I have about a 2' long piece of 2" X 12", works great! But then I am just an ole countryboy! LOL I do have a piece of 1/2" ply about that size for boning out deer.

Later
R3F


----------



## Whitebassfisher (May 4, 2007)

Different guides have different places they like to take pictures of their customer's fish. Since Get The Net uses his tailgate for his pictures, I .....


----------



## hookedrknot (May 23, 2013)

*need more*

back in the day a tailgate wasnt big enough to put your catch on lol


----------



## FISHROADIE (Apr 2, 2010)

That cool I always clean my fish on the tailgate of my truck, I use a board. that would be much better might have to get one.


----------



## Sunbeam (Feb 24, 2009)

FISHROADIE said:


> That cool I always clean my fish on the tailgate of my truck, I use a board. that would be much better might have to get one.

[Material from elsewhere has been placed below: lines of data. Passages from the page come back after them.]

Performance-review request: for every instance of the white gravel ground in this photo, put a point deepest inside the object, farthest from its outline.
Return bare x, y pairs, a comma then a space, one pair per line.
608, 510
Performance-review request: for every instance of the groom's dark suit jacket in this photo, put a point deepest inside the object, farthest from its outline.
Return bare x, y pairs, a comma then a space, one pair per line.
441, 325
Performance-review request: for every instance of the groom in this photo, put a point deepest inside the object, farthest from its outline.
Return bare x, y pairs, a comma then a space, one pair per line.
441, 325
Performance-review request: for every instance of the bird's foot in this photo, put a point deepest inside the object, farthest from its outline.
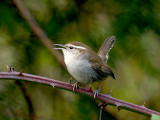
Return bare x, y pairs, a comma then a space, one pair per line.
96, 93
75, 86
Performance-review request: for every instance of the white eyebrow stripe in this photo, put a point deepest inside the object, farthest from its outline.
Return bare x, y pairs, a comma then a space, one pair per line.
78, 47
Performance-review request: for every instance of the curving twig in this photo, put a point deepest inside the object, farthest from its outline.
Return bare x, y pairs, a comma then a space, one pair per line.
68, 86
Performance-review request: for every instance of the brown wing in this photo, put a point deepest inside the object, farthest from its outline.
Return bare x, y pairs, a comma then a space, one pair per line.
103, 72
106, 47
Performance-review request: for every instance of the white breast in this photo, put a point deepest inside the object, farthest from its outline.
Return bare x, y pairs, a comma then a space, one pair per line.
79, 68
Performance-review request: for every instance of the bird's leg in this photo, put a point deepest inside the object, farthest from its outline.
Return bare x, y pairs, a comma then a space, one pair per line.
96, 92
75, 86
102, 108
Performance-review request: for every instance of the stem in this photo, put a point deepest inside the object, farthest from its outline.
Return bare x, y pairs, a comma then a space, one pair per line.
68, 86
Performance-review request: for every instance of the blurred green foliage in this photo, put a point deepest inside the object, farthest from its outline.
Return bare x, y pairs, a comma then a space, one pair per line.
135, 57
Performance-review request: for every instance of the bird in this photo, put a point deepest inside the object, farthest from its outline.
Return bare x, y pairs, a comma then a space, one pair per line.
85, 65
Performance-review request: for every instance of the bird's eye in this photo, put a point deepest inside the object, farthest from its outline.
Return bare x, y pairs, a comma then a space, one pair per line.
71, 47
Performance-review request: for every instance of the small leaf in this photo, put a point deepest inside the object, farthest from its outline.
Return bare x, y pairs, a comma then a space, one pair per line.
155, 117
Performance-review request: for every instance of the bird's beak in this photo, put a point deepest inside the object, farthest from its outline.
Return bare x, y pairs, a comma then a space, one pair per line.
61, 46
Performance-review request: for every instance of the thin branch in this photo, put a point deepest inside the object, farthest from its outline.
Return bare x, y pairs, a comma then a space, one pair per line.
68, 86
37, 30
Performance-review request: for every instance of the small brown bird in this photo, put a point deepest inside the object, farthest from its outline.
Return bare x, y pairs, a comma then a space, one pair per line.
85, 65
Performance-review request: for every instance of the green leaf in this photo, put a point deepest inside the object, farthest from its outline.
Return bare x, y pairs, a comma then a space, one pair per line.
155, 117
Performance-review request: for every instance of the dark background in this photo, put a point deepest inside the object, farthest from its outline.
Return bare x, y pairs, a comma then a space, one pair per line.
135, 57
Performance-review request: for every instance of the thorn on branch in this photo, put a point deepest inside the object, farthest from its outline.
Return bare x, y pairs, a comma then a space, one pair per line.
9, 68
109, 94
118, 108
52, 84
75, 86
102, 106
20, 74
143, 104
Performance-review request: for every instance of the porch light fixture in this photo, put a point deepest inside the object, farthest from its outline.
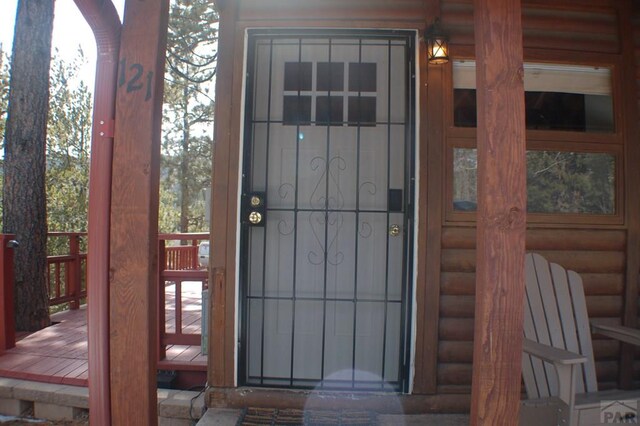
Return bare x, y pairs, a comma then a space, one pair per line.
437, 44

Is a smelly tail gate the sign of a good fisherman?


----------



## Meadowlark (Jul 19, 2008)

That's a pretty cool board....who makes/sells them WBF?


----------



## Whitebassfisher (May 4, 2007)

Meadowlark said:


> That's a pretty cool board....who makes/sells them WBF?

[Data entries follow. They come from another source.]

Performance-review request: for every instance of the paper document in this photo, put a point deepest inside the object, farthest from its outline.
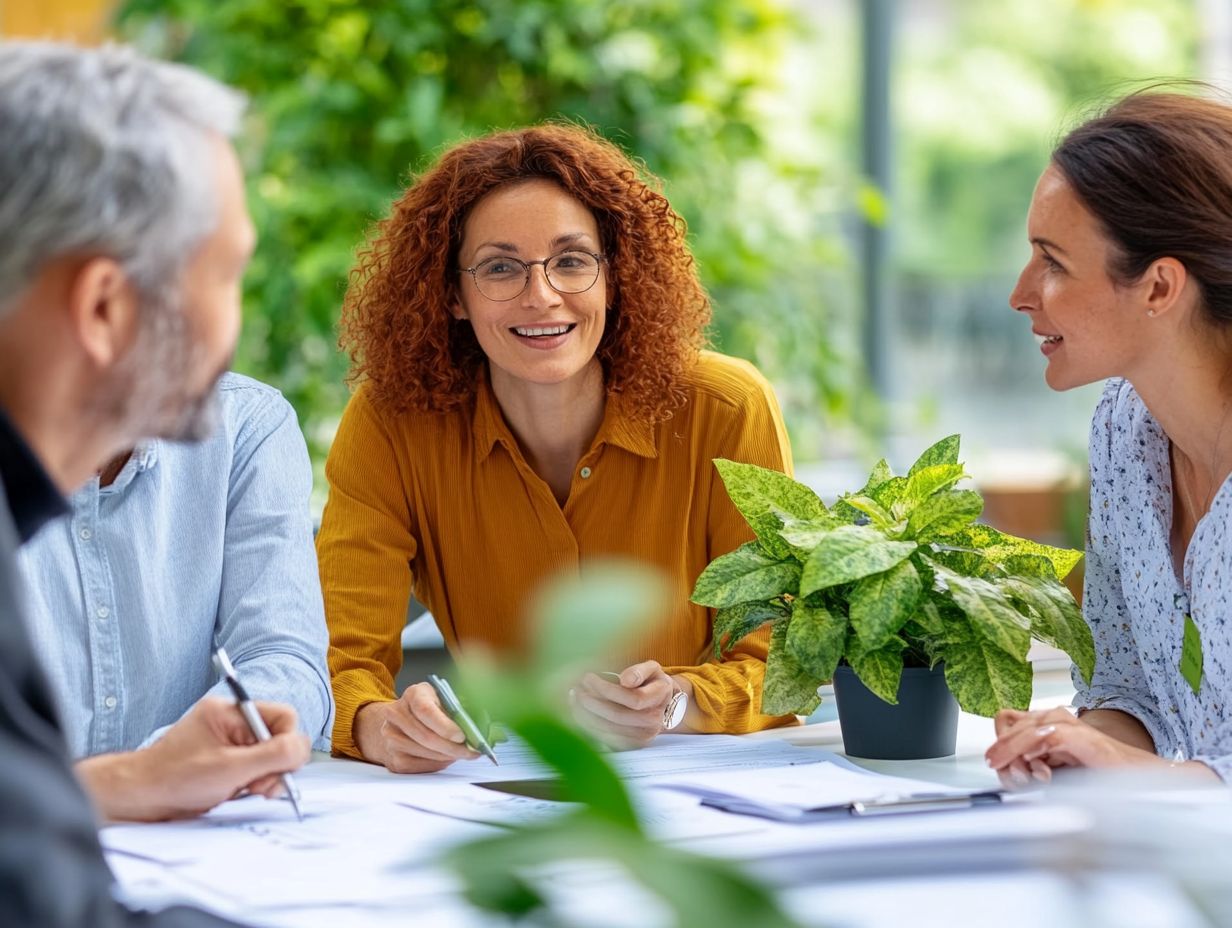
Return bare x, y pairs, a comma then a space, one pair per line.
823, 789
253, 854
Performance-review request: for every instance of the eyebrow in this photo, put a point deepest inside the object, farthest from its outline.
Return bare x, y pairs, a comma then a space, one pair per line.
1047, 243
567, 239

Their web address is shown at the bottom of the picture. 
http://www.bigcuttingboards.com/
I have never bought from them, but the picture reminded me of 'Get the Net'.

I have bought from these folks:
http://www.cuttingboardcompany.com/custom.asp


----------



## FISHROADIE (Apr 2, 2010)

Thanks whitebassfisher I am going to have to get me one, I like tailgates full of crappie. I like catching whitebass but I always give them away to some one at the boat ramp that has not done as well as I have. 2 years ago I had so much crappie in the freezer I started giving them to people I knew in my neighbor hood. Now they keep asking me when am I going crappie fishing again.


----------



## Get the Net (Nov 11, 2011)

Haha love it!!


----------



## Get the Net (Nov 11, 2011)

I NEED ONE!!


----------



## Meadowlark (Jul 19, 2008)

Uh oh...what are those speckled fish in the front?


----------



## Reel Time (Oct 6, 2009)

WBF, that's a great idea!


----------



## RAYSOR (Apr 26, 2007)

Very cool!


----------



## Law Dog (Jul 27, 2010)

Very cool, great idea!


----------



## lx22f/c (Jun 19, 2009)

Get the Net said:


> I NEED ONE!!


Dude you need a bigger truck!!!!!
Lol nice catch

Cast your burden on the Lord, and He shall sustain You;


----------



## whsalum (Mar 4, 2013)

Sunbeam said:


> Is a smelly tail gate the sign of a good fisherman?


 Or a bad dating service


----------



## pYr8 (Apr 17, 2012)

Flies hatching outta the truck bed can be a tell tail sign too :dance:


----------



## Whitebassfisher (May 4, 2007)

For some reason I have this vision of Simon's truck parked in a busy parking lot like a grocery store or WalMart, but it is like an island, with no one parked near him.


----------



## Whitebassfisher (May 4, 2007)

I'll be darned! They became a sponsor!
http://2coolfishing.com/ttmbforum/showthread.php?t=590882

See the thread to enter for a free cutting board.


----------



## bowmansdad (Nov 29, 2011)

When we clean our stripers on Lake Ouachita, we use our big Yeti as a cutting board. The scratches from the electric knife heal up overnight!:biggrin::biggrin:


----------



## pYr8 (Apr 17, 2012)

Dang bowmansdad, bigfoot is an endangered species and you're carving up fish on them?? Have some respect sir :rotfl:


----------